Monday, April 17, 2017
The above is my Grandfather's, John Monroe Bean, Sr.'s, obituary. He passed away on Saturday, April 10, 1954 at 9 p.m. I won't try to transcribe it, as I believe the scan is clear enough to read on its own.
My Grandfather was 87 years of age when he passed.
Born on December 15, 1866 in Ohio (this lists him born near Portsmouth, and I've seen it listed as Cincinnati), he was the youngest son , and the 6th born of 8 children to William M. Bean, Jr., and Margaret Smith Perkins Bean.
His Mother, along with two of her brothers, crossed Union lines in an oxen pulled covered wagon with 3 small children, to meet up with her husband, who was a spy for the northern army. She had two brothers who escorted her and the children on the dangerous journey.
After the war, the family stayed on in Ohio for a short while, and this was when my grandfather was born. When he was but a few weeks old, the family was once again pulled by oxen in their wagon, and made the journey back to the hills of West Virginia. It was the dead of winter. And it was a particularly cold winter. My Grandfather, whom I have been told wasn't of tall stature, as all of his sons were, stated that because he was a newborn, and they travelled through the cold, "the cold weather stunted" his growth. It was so cold, that my Great-Grandmother Margaret, placed the baby inside of the bust of her dress so that he would stay warm from her body heat.
Grandfather was first married to Blanche Uremia CROSIER (1875-1902) on 25 June 1895. Blanche and Grandfather had three children. When the youngest was born, Blanche contracted tuberculosis. Her daughter told the story that her mother was given creosote to treat the ailment. She died soon after, leaving Grandfather with a 6 year old, a 3 year old, and a 4-month old baby.
As my Aunt Rita told it, the baby was given to his brother's family for a while, until she was large enough that Grandfather could take care of her. Aunt Rita stated in her memoir that they "batched it for a time". She stated a neighbor lady came in to braid her hair once a week.
Then in March of 1907, Grandfather left the children for a few days. When he came back home, he was married to Miss Ada L. Burdette, of the Greenbrier Burdette family. (It is said they apologized to the children for having been so long in coming home, as Miss Ada was waiting for her false teeth to be made.) Grandfather and Ada had 9 children between 1908 and 1929. Again Grandfather was left with a newborn when Ada passed away from eclampsia just 5 days after giving birth. So the baby boy was sent to live with one of Ada's sisters. He came home to visit, but he stayed with his aunt until he was grown.

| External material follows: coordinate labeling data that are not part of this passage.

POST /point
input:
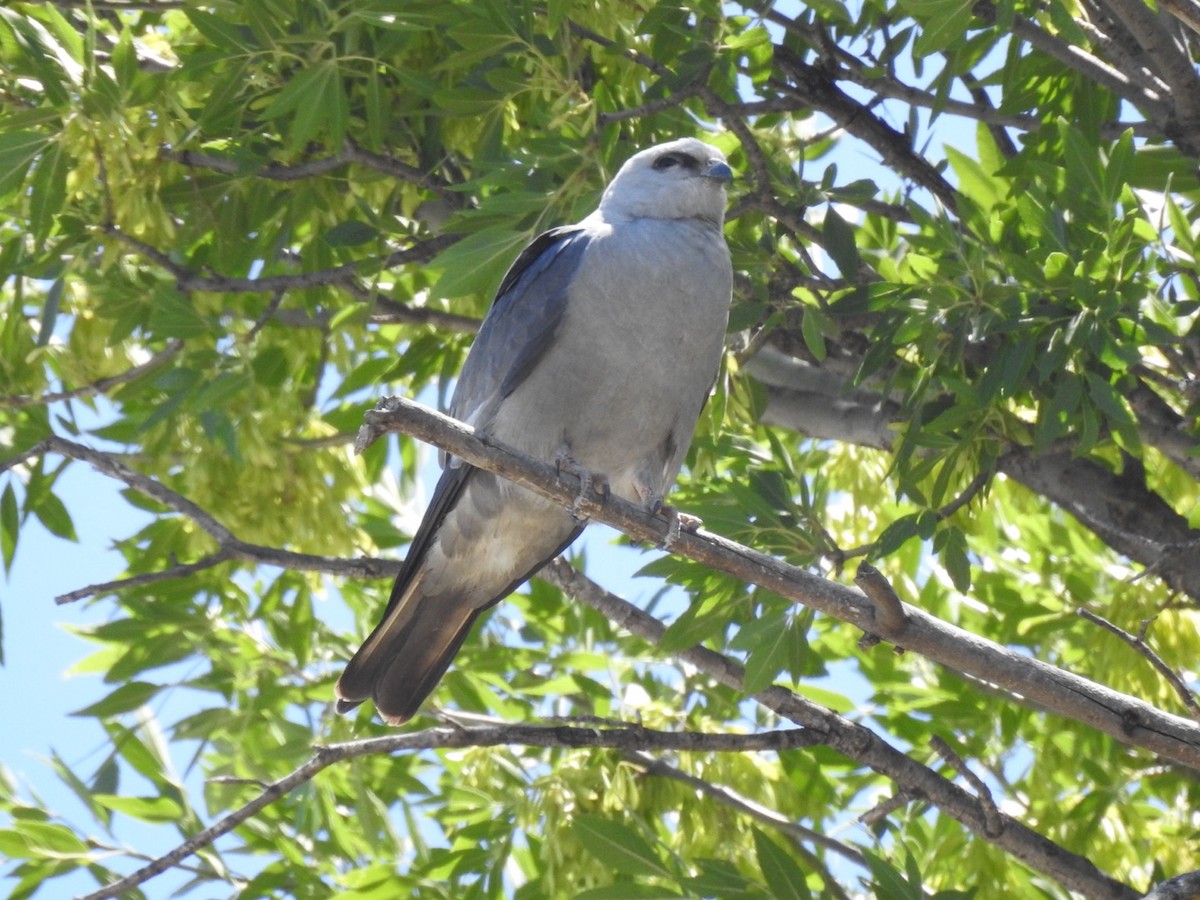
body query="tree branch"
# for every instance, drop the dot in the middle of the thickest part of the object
(187, 280)
(628, 738)
(101, 385)
(229, 546)
(857, 743)
(351, 153)
(1127, 719)
(1139, 643)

On December 1, 1935, Grandfather married Mary Elizabeth Faudree, my Grandmother. Grandfather by now was getting on in years (he was 69 when he married my Grandfather), and my Grandmother was not so young either, she was 38. They had 3 sons. My Dad came along in 1937, another son in 1939, and the last child in 1943. The last child died in 1946 from a burst appendix.
The final count was 15 children born to my Grandfather.
All in all, Grandfather buried two wives, and four children before he passed.
Grandfather suffered a stroke, and was unable to do much when he passed away in 1954.
During his lifetime, my Grandfather was a Deputy U.S. Marshall, to his father, who was a U.S. Marshall. This was before he ever married. They would travel by horseback from Waiteville, Monroe County, West Virginia, over into Pearisburg, Giles County, Virginia. There they would pick up a train load of convicts. They would march them from Pearisburg all the way to Ronceverte, Greenbrier County, West Virginia. That is roughly 50 miles. This took several days. In Ronceverte, they would all board a train headed to Charleston, WV, where the convicts were loaded onboard a boat and shipped to a federal prison elsewhere. At that point, my Great-Grandfather, and my Grandfather, would head back home.
Grandfather was also a store owner on several occasions. He was a merchant several times. But it seemed he had "itchy feet" as the old folks would say. (Meaning he liked to move around a lot.)
And he was a farmer. He raised beef, bred them, and them sold the calves in the fall for veal.
His final home was in Waiteville. He had purchased a home that was covered in board siding, but beneath was a log structure. The house had two rooms down and two rooms up. There was a small addition off one of the rooms downstairs. Here they put a wood burning cook stove. Later a refrigerator was added, along with a work table, and a couple of cabinets.
Grandfather was laid to rest at Mt. Zion Union Church Cemtery, in Waiteville. My Grandmother was buried beside him.